I am getting a special character - '„' in our source files. we are using the following sed command to replace the '„' character to '&' using the below command line but the operation isn't successful.

cat File.txt | sed 's/\x2\xE1/&/g' > File_New.txt

HEX CODE for „ is #x201E;

CodePudding user response:

I think perl is far superior than sed at working with Unicode text (Assuming here that your file is encoded using UTF-8):

$ cat input.txt
foo „ bar
$ perl -CSD -pe 's/\N{U 201E}/&/g' input.txt
foo & bar

(-CSD tells perl that standard input/output/error and all opened files are using UTF-8)

But (with the appropriate locale) you can use sed and a shell like bash that implements ANSI-C quoting to generate the character:

$ sed 's/'$'\u201E''/\&/g' input.txt
foo & bar

or just including the codepoint's UTF-8 bytes directly instead of using an escape sequence will typically work too:

$ sed 's/„/\&/g' input.txt
foo & bar

Some versions of sed, like the GNU one, support \xHH to represent a byte with the given hexadecimal value, but the Unicode codepoint U 201E is not encoded with those bytes in UTF-8; instead it's the three byte sequence E2 80 9E

$ sed 's/\xE2\x80\x9E/\&/g' input.txt
foo & bar

All the sed examples escape the & in the replacement because without the backslash before it, & is replaced by the matched text, leaving you right back where you started from.

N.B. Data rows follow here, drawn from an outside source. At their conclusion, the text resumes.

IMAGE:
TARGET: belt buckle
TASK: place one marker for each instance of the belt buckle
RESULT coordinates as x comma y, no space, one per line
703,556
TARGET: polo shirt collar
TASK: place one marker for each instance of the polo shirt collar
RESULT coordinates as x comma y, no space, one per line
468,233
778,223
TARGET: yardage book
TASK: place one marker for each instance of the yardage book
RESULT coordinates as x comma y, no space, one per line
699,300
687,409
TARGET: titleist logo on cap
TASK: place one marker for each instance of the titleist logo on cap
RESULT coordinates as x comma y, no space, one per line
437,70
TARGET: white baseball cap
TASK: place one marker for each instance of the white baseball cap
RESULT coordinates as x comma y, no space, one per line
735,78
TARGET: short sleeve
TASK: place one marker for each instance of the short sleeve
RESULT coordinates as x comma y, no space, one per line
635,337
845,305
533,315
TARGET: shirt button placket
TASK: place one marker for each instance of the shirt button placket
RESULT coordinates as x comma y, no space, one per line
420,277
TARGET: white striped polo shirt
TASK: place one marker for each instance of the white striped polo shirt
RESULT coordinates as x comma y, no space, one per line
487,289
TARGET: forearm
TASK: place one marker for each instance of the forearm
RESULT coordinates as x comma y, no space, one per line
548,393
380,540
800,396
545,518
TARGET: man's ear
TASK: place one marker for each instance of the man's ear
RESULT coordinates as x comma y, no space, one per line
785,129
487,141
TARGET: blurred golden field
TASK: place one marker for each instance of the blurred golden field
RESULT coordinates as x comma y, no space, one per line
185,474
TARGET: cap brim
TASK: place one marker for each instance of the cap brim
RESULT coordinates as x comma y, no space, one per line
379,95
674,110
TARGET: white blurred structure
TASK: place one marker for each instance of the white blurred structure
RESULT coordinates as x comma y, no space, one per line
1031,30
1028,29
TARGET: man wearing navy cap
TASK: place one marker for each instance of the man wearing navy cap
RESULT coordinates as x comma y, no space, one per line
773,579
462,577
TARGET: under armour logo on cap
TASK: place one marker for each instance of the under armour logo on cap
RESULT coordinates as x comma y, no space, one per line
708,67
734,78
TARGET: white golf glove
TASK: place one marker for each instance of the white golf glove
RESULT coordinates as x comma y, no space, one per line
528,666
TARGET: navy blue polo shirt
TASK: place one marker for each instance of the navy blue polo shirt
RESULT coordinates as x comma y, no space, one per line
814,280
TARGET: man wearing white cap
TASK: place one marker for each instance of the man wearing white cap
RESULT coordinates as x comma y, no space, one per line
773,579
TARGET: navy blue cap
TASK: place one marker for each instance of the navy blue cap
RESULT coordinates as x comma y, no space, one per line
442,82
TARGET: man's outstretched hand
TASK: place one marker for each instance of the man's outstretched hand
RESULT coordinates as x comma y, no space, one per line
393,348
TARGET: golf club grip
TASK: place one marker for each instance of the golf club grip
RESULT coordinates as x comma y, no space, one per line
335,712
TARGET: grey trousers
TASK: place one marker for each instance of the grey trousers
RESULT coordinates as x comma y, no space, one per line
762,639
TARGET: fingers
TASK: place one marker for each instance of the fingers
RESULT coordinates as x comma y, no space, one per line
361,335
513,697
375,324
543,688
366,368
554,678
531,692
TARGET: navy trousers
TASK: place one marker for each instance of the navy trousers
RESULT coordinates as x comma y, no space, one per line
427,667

CodePudding user response:

With a recent GNU sed:

$ printf '\u201E\n' | hd

00000000  e2 80 9e 0a                                       |....|
00000004

$ printf 'a\u201Eb\n' | LC_ALL=C sed 's/\xe2\x80\x9e/\&/g'
a&b

Documentation: info sed -n 'Locale Considerations'

Since & is a meta character in the replacement section of sed's s command it must be escaped.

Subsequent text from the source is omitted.